II. L’appréciation concrète des risques de confusion liés au modèle hybride
A. L’incidence d’une présentation uniforme et des prestations logistiques associées Le mode de présentation des annonces sur le site Internet constitue un facteur déterminant pour évaluer l’impression d’ensemble produite sur l’utilisateur moyen. L’usage d’une présentation uniforme affichant indistinctement les produits propres et ceux des tiers avec le logo du distributeur renommé favorise l’imputation de l’usage. Cette confusion est renforcée lorsque l’exploitant appose des mentions promotionnelles comme « les meilleures ventes » ou « les plus demandés » sur les offres des tiers. La Cour relève que « la nature et l’ampleur des services fournis par l’exploitant » participent également à la création d’un lien avec le signe. Les prestations de stockage, d’expédition et de gestion des retours donnent l’impression que les produits sont commercialisés par l’exploitant en son nom propre. L’intégration logistique complète transforme le rôle du prestataire technique en celui d’un véritable distributeur responsable de la communication commerciale entourant la marque.

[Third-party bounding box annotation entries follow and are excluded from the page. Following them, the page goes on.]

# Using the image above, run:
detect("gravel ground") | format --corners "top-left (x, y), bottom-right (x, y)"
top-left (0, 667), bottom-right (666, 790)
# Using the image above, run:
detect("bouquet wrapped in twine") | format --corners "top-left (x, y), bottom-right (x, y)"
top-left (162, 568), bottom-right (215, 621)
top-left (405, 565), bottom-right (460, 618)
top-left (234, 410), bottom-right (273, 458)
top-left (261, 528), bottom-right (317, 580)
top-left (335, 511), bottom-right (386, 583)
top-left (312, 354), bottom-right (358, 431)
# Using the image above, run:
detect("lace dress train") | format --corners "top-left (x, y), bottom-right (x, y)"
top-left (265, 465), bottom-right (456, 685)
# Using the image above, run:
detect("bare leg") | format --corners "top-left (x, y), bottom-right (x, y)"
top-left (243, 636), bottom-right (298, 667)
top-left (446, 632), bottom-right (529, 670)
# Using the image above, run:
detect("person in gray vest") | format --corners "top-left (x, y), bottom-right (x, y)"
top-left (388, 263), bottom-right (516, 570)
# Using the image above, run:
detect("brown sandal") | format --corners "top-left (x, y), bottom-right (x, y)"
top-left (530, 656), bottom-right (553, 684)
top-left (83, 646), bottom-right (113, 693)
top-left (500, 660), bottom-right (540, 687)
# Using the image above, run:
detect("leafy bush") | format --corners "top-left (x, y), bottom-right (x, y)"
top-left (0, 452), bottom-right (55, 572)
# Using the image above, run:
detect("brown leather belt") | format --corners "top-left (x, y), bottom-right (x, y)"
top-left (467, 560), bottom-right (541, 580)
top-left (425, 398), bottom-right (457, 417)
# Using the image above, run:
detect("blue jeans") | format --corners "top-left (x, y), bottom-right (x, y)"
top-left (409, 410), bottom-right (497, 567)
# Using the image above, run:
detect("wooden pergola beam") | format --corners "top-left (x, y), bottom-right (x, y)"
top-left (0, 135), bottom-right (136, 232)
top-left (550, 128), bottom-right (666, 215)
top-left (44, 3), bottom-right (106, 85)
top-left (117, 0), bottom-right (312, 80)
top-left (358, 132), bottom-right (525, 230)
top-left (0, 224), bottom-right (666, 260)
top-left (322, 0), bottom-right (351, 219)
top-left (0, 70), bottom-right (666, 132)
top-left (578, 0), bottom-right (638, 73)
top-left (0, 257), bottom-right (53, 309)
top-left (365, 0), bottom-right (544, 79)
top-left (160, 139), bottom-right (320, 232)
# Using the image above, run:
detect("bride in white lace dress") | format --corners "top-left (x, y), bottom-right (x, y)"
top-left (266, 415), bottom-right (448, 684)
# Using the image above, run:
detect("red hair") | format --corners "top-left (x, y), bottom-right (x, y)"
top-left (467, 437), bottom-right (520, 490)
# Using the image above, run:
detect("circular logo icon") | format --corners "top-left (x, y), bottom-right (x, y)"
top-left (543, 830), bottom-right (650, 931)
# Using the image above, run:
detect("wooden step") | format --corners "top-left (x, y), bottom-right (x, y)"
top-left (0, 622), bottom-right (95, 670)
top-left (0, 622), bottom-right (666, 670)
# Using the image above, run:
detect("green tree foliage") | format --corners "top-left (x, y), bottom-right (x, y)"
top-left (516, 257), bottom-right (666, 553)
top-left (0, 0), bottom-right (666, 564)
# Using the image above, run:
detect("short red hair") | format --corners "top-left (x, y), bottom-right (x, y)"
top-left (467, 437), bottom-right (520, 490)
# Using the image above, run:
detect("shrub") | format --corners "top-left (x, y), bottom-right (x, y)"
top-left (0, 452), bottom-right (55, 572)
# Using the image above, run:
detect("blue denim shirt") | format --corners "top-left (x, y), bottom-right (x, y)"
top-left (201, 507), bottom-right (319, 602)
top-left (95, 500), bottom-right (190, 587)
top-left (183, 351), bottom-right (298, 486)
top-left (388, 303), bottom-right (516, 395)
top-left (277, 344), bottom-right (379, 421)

B. Une protection renforcée des droits de marque face aux géants du commerce électronique La solution retenue par la Grande chambre marque une évolution notable par rapport à la jurisprudence antérieure plus protectrice des exploitants de places de marché. La distinction avec les services d’intermédiation neutres repose sur le degré d’implication de la plateforme dans le processus de vente et la présentation des offres. Un exploitant qui ne se borne pas à héberger des annonces mais les intègre dans son écosystème commercial s’expose à des actions en contrefaçon. Cette décision protège efficacement les titulaires de marques contre les risques de dilution et de parasitisme inhérents aux modèles de vente hybrides très répandus. La responsabilité de l’exploitant est engagée dès lors qu’il apparaît au consommateur comme le vendeur réel du produit revêtu du signe identique à la marque. Cette interprétation garantit un niveau élevé de protection de la propriété intellectuelle tout en imposant une transparence accrue dans le commerce électronique transfrontalier.